How To Build an Advanced RAG System with LangChain? | by Manika Nagpal | ProjectPro | Mar, 2025


ProjectPro

This tutorial will guide you through building an AI-powered retrieval-based question-answering (QA) system using LangChain, Groq API, LlamaParse, and Qdrant. The system will process a financial report (Meta’s First Quarter 2024 Results) and allow users to query relevant information efficiently. Here is a quick overview of what you will learn:

  • Parse documents using LlamaParse for structured text extraction.
  • Generate embeddings with FastEmbed for semantic search.
  • Store and retrieve data efficiently using Qdrant.
  • Enhance responses with similarity search, contextual compression, and Flashrank reranking.
  • Leverage ChatGroq for an improved QA experience.
Photo by Steve Johnson on Unsplash

By the end, you’ll have a smart system answering finance-related queries with precision.

Before diving into the implementation, ensure you have the necessary dependencies installed. The following commands install the required libraries:

!pip -qqq install pip - progress-bar off
!pip -qqq install langchain-groq==0.1.3 - progress-bar off
!pip -qqq install langchain==0.1.17 - progress-bar off
!pip -qqq install llama-parse==0.1.3 - progress-bar off
!pip -qqq install qdrant-client==1.9.1 - progress-bar off
!pip -qqq install "unstructured[md]"==0.13.6 - progress-bar off
!pip -qqq install fastembed==0.2.7 - progress-bar off
!pip -qqq install flashrank==0.2.4 - progress-bar off

These libraries enable us to:

  • LangChain: Build and manage AI agent workflows.
  • LlamaParse: Parse and extract data from PDFs.
  • Qdrant: Store and search vectorized document embeddings.
  • Flashrank: Improve retrieval with ranking models.
  • FastEmbed: Generate document embeddings efficiently.

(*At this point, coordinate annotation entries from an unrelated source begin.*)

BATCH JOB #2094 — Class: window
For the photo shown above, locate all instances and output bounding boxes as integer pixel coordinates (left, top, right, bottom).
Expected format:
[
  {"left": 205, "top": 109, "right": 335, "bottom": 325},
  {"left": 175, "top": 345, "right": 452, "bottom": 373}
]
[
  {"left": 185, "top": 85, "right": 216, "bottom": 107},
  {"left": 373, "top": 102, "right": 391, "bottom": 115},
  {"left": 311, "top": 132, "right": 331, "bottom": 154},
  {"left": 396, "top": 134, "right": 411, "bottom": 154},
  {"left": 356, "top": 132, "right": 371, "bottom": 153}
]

We will explore these in detail when we import them in step-2.

We need to set up the Groq API key for interacting with the language model.

import os

os.environ["GROQ_API_KEY"] = input("Enter your GROQ API Key: ")

We import necessary modules for text processing and retrieval-based Q&A.

import textwrap
from pathlib import Path
from google.colab import userdata
from IPython.display import Markdown
from langchain.chains import RetrievalQA
from langchain.prompts import PromptTemplate
from langchain.retrievers import ContextualCompressionRetriever
from langchain.retrievers.document_compressors import FlashrankRerank
from langchain.text_splitter import RecursiveCharacterTextSplitter
from langchain.vectorstores import Qdrant
from langchain_community.document_loaders import UnstructuredMarkdownLoader
from langchain_community.embeddings.fastembed import FastEmbedEmbeddings
from langchain_core.prompts import ChatPromptTemplate
from langchain_groq import ChatGroq
from llama_parse import LlamaParse

These libraries help in:

  1. Document Processing & Retrieval
  • UnstructuredMarkdownLoader loads and processes markdown documents.
  • RecursiveCharacterTextSplitter splits documents into smaller chunks for better retrieval.
  • Qdrant stores and retrieves document embeddings efficiently.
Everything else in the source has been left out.